Callindra explained about the Taken, how it had been talking and making deals with their former captors.  Her brothers listened with serious expressions on their faces as they girded themselves with armor and weapons again.

“What do we do now?”  One of the others asked giving Callindra a confused look.

“I’m not your mother.”  She said tersely, “We will be getting the hells out of this cursed place as fast as possible.  What you decide is your own business.  There isn’t anything left here to provide evidence to a Magistrate even if there was such a thing around still.”

“This was the only place that still seemed to be untouched by the Wasting.”  Holt said, pulling leather armor and a cloak of mottled browns and greens over his lanky frame.  He picked up an exquisitely crafted bow and a pair of quivers along with a travel stained leather pack.  “Now we can see why it was spared.”

“There are other places.”  Cronos said, “Not many, but there are places where mortal kind still stands fast against the Abyss.”

“Are you going to one such place?”  Holt asked, appearing to address Callindra instead of her brother. “If so, would you allow me to accompany you?”

“I owe you for distracting that Taken.”  Callindra said with a toss of her head.  Instead of getting her unevenly shorn hair out of her eyes, it instead fell further forward, obscuring half of her face and sticking out at awkward angles along the side of her head.  “If you’re as good with that bow as you are with a thrown set of manacles then you’d be useful to have along.”

Cronos goggled at her and Vilhylm eyed Holt with mild suspicion clouding his dark eyes.  Callindra didn’t seem to notice.

“Holt, these are my brothers Vilhylm and Cronos.  He threw a chain at the Taken who was coming for us.  If he hadn’t been there I doubt I would have been able to last more than another moment or two.  He thinks quickly on his feet and made good use of his surroundings.”  She extended a hand to Holt and he clasped her forearm with a warrior’s greeting.

“Thank you for your assistance Holt.”  Vilhylm said with a considering look.  Cronos grunted and adjusted the hilts of his weapons over his shoulders.

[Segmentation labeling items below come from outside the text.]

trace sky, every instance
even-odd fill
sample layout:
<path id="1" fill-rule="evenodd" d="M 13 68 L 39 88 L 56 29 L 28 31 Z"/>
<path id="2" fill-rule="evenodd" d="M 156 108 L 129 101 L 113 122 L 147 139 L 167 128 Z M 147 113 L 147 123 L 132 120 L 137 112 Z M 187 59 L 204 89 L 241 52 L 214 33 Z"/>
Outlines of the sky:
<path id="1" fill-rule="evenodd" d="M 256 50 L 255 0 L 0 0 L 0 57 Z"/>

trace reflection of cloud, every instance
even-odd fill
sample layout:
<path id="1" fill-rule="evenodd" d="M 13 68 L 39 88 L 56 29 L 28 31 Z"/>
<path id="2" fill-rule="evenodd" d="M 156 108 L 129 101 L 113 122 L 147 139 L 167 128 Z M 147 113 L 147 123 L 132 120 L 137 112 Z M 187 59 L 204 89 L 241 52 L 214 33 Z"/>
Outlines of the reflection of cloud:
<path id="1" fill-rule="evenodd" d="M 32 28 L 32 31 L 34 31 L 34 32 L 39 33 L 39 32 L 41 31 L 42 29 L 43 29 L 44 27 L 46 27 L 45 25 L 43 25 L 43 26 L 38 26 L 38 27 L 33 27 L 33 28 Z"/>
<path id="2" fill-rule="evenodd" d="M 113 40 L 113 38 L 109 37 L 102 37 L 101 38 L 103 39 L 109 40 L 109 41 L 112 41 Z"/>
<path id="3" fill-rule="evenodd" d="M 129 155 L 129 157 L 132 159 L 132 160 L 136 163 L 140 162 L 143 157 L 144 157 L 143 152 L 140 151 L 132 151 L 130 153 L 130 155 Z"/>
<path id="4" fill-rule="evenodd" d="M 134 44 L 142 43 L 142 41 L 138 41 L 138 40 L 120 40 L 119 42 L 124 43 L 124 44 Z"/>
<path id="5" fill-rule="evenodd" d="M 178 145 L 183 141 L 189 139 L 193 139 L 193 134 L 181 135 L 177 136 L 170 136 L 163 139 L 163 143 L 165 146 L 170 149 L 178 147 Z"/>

“We’re heading for Starvale.”  Cronos said, “It’s a long and dangerous trip and we aren’t exactly the most pleasant or merry company.

“I would join you as well.”  A strong baritone voice said.  They turned to see a man with a shock of greenish hair cut in a mohawk.  He had jutting tusks that suggested he had orcish blood in his heritage.  “The Goddess spoke to me of travelers headed to the Vale of Stars.  She told me their need would be dire.  That they had lost their way when one of their number fell to the darkness.”

The three turned to look at him in unison, their eyes blazing.

“Which goddess?”  Callindra asked, her voice all but breaking with hope.

“Who are you?”  Cronos demanded, reaching for the hilts of his blades.

“Do not speak of Tryst.”  Vilhylm said, his voice dark with rage they had rarely heard before.  “Not even in metaphor.  Not even indirectly.  Not ever.”